I was moved by his investment in the language and the way it connected him to his family. Not only had his studies through the LSI directed him towards a positive career as a teacher, but through the language he had accessed another way to connect to his atkúku (father and paternal uncle).

Thipiwizin is a young Lakota woman who learned Lakota as a second language through some of the LSI and LLC’s programs.  She now teaches pre-school at the new immersion nest at Sitting Bull College, where she has the challenge of using only Lakota with her students—a tough task when she is still a student of the language herself.  In response to criticism by some Lakota speakers of the revitalization efforts she declared, “It’s my language too and I am going to learn it whether they like it or not.” That gave me goosebumps.  She and young people like her are pioneering the movement to reclaim a language that, against all odds, could not be destroyed.

I could describe countless more examples, like Philomine Lakota, an elder from Pine Ridge who has so much wisdom to share; the humility she brings to the classroom is humbling.  She proves her desire to save and spread her language through the eagerness with which she engages in the teaching methods classes and the patience with which she teaches.

And there is Duta, a young man from Standing Rock who recently graduated from Cornell and now co-runs a charter school in Albuquerque, New Mexico, where he is developing the Lakota language program.  Or there is Laura, a young Lakota woman who is a beautician in Rapid City and travelled with her young daughter up to Sitting Bull for the LSI to continue her studies in the language and share it with her daughter.
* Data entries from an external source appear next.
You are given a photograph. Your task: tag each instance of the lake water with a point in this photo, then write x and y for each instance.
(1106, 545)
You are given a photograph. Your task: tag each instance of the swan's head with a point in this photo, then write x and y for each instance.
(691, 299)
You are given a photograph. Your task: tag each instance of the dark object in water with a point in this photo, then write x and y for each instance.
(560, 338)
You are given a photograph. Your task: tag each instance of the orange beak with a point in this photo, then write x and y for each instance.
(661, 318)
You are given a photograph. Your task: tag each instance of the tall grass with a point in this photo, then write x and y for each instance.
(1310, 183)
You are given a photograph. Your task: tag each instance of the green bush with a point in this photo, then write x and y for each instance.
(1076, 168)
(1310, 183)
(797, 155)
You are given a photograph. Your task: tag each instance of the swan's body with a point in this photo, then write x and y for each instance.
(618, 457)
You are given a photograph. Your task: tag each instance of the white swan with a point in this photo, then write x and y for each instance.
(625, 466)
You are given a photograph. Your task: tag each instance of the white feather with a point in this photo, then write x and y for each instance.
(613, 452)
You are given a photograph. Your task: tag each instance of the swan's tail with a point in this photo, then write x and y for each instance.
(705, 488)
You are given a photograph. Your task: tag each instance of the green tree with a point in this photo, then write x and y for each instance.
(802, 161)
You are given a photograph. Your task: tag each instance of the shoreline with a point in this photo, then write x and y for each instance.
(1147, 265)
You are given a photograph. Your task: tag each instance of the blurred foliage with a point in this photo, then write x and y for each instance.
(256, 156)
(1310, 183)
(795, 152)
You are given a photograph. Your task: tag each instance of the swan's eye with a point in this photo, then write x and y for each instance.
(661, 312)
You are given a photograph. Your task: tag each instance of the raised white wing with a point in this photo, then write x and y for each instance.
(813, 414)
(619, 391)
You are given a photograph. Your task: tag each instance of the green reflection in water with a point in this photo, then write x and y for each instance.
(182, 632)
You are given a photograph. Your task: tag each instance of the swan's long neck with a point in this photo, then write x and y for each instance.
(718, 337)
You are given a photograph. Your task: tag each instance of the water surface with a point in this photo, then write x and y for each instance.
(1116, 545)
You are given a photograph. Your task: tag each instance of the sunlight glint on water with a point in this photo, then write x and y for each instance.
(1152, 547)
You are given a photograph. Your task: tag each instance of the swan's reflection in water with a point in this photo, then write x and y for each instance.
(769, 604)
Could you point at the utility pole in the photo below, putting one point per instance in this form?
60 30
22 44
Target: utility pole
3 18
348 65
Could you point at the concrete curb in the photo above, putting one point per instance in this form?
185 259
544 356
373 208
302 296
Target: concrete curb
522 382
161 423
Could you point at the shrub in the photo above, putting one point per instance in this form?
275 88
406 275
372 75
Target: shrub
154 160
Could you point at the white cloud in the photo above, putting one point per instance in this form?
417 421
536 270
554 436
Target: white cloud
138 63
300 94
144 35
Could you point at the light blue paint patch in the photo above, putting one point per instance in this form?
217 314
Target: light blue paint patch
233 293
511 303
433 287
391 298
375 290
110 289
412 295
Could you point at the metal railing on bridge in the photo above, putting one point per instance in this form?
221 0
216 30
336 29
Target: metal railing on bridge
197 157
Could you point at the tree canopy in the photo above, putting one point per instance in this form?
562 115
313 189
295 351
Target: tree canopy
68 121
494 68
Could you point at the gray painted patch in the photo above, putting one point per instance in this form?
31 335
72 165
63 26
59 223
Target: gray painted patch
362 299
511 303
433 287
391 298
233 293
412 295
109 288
Uŋčí (Grandmother) Delores, a Lakota elder, swears as she gets older that every year is her last at the LSI, but she comes back each summer to devote three weeks to a vision that she so firmly believes in—the salvation of her language.

The list goes on, but I hope that these snippets of my experience can share some of the light that shined from Standing Rock this June. The LSI was not without kinks or disagreement, but the passion and progress that blossomed during the three weeks is undeniable and left me with a sense of hope and inspiration.  I would not have traded the experience to be anywhere else this summer, whether camping or getting paid somewhere, because no matter how big my paycheck, I wouldn’t have left as rich as I did from the LSI.